Sunday, October 20, 2013

Self preservation.

I'm leaving in two hours to drive 30-40 minutes each way to Milwaukee to have my beta drawn. Yep, at 1130 at night.
I get to have it drawn tomorrow but I don't feel like getting up at 4am before DH has to leave for work. Since I'm a night owl-- I'll go tonight at midnight (they're a 24hr lab at mke's biggest hospital). I'll know sometime tomorrow.
Not feeling very positive though. Trying to be hopeful but just don't have any good signs to believe that this has gone our way... I want this so badly.
I'm just already feeling defeated.
I've already gone though the steps of what to do next.
I know that I'm not doing the same protocol as this time.
I wish I hadn't already begun to move on to the next cycle mentally.
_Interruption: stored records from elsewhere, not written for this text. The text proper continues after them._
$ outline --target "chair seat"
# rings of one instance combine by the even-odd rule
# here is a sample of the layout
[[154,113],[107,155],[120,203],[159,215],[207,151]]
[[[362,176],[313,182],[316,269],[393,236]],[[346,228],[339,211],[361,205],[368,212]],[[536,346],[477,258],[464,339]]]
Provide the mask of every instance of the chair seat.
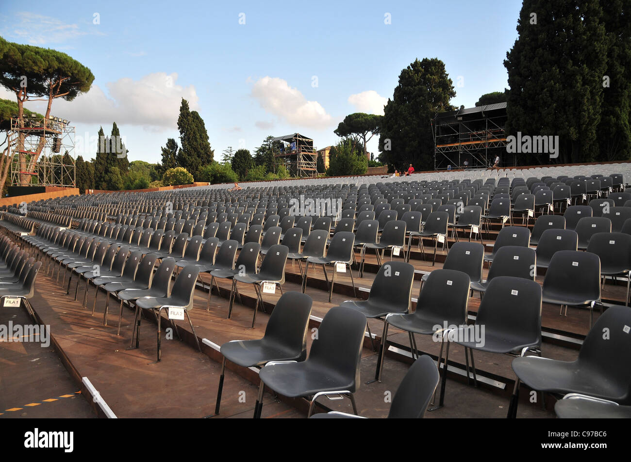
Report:
[[337,260],[329,258],[328,257],[310,257],[307,258],[307,261],[316,265],[329,265]]
[[[456,340],[457,339],[456,338]],[[518,338],[516,336],[510,337],[500,337],[496,332],[486,331],[481,337],[480,342],[477,339],[471,339],[467,342],[456,342],[467,348],[473,348],[478,351],[486,351],[489,353],[510,353],[519,352],[524,347],[536,346],[532,341],[526,338]]]
[[557,294],[551,291],[543,292],[541,301],[555,305],[569,305],[570,306],[583,306],[589,304],[593,300],[579,298],[574,294]]
[[478,291],[478,292],[486,292],[487,289],[488,287],[488,281],[485,281],[484,282],[481,281],[471,281],[471,288],[474,291]]
[[561,419],[631,419],[631,406],[616,406],[591,400],[559,400],[554,410]]
[[[392,315],[388,316],[388,324],[408,332],[430,335],[444,328],[445,320],[432,316],[422,316],[418,314]],[[456,323],[447,321],[447,325]],[[437,327],[438,326],[438,327]]]
[[347,378],[309,361],[267,366],[261,369],[259,377],[271,390],[288,398],[310,396],[319,391],[355,391],[353,384]]
[[107,282],[103,286],[103,288],[107,292],[119,292],[127,289],[148,289],[148,287],[147,287],[146,284],[142,282],[134,282],[132,281],[127,282]]
[[628,393],[607,376],[584,362],[559,361],[534,356],[515,358],[513,371],[533,390],[557,393],[582,393],[615,401]]
[[261,367],[273,361],[298,361],[302,353],[297,354],[264,338],[228,342],[221,345],[220,351],[227,359],[243,367]]
[[234,277],[235,274],[239,274],[239,269],[236,268],[235,269],[227,268],[220,270],[213,270],[210,272],[211,276],[219,278],[230,279]]
[[352,308],[363,314],[367,318],[383,318],[390,313],[407,313],[407,307],[404,311],[393,311],[388,305],[380,305],[371,303],[369,300],[346,300],[339,304],[340,306]]
[[338,412],[331,411],[331,412],[320,412],[314,414],[309,419],[365,419],[360,415],[354,415],[353,414],[347,414],[345,412]]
It's just what I know.
I try not to wallow too long in something that cannot be changed.
If it's positive-- then holy crap!
I'll be super excited and totally wrong in moving ahead so fast.
But if it's not-- I'll be able to better hit the ground running.
It's self preservation.
I've cried enough. It's time to keep moving forward; time for a new game plan.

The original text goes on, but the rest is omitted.